Some Additional Convention Thoughts
Sometime in the late 1970s, there was a show in New York where DC Comics actually had a booth and I got to wander over as a fan and chat casually with president Sol Harrison. It was the earliest memory I had of a publishing taking booth space on the convention floor. Before then, the tables were given over to fanzine vendors, back issue and new release dealers and that was about it. Little in the way or merchandise and even less original art was being sold.
Fans and creators could mix in the aisles, chat in the lobby, and talk before and after panels. It was a far smaller, more collegial atmosphere and certainly formed relationships with people I still have today.
By the time I joined staff at DC in 1984, the major publishers had been taking booth space with increasing regularity at shows from coast to coast. These were standard trade show booth designs that were decorated with the company’s wares, maybe a TV monitor with a video tape playing but that was about it. Editors and creators sat at tables and signed comics, did sketches, and handed out sampler comics or buttons.
During the 1980s, things continued to grow and more customized booth set-ups were showing up but fans could still walk into a publisher’s booth and talk to editors and talent. That began to change in 1992-1993 when Image arrived with show biz razzle dazzle and DC, flush with Death of Superman profits, gave us a mammoth booth dubbed Wayne’s World, nicknamed after Bob Wayne. Since nature abhors a vacuum, this new space filled with a growing number of fans, but patient ones could still talk to staff and freelancers.
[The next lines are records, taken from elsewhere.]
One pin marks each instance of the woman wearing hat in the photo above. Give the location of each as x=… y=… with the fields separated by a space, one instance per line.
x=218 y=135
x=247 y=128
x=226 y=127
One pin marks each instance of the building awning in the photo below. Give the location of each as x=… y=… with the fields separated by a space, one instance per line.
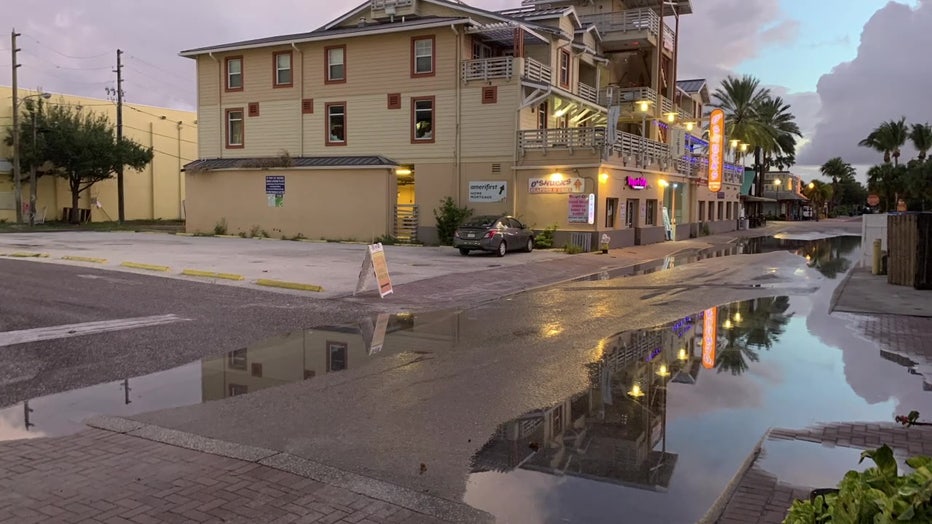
x=299 y=162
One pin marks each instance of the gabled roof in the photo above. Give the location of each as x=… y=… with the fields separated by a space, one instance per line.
x=318 y=34
x=210 y=164
x=354 y=13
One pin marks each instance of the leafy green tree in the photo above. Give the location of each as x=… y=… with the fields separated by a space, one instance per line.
x=78 y=146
2001, the year I ran cons as part of my Marvel portfolio, we had a multi-story structure that was trotted out to the biggest of shows, from the Licensing Show in NYC to San Diego. We had a minimal staff presence but tons of freelancers and that was the year we had Sam Raimi come and sign trading cards to promote the first Spider-Man film. And that may have been the year we hit the tipping point.
Since then, it has been increasingly more showmanship than actually giving the fans an opportunity to speak with their favorite creators or editors. I was thinking about this as I wandered last week’s New York Comic-Con. The DC booth was stuffed with displays for DC Direct merchandise and separate tables existed where creators could sign. Every time I wandered through the booth, I rarely saw an editor, who was usually engaged with talent not the fans. At the Marvel booth, creators were off to one side, making way for the mammoth Avengers set recreation. I never did see an editor each time I passed the crowded, noisy expanse.
I think fans miss out by not having those opportunities to meet and chat with the editors behind the books. While they are busy conducting business, the conventions are also opportunities to talk with the readers and get a wider variety of opinions beyond those posted online. They could walk away from the shows with a clearer idea of what the mood of the audience might be.
The smaller, comics-oriented shows such as Emerald City and Baltimore certainly allow more fan to creator engagement but they are also shows not as well supported by the publishers, robbing both editors and fans a chance to interact.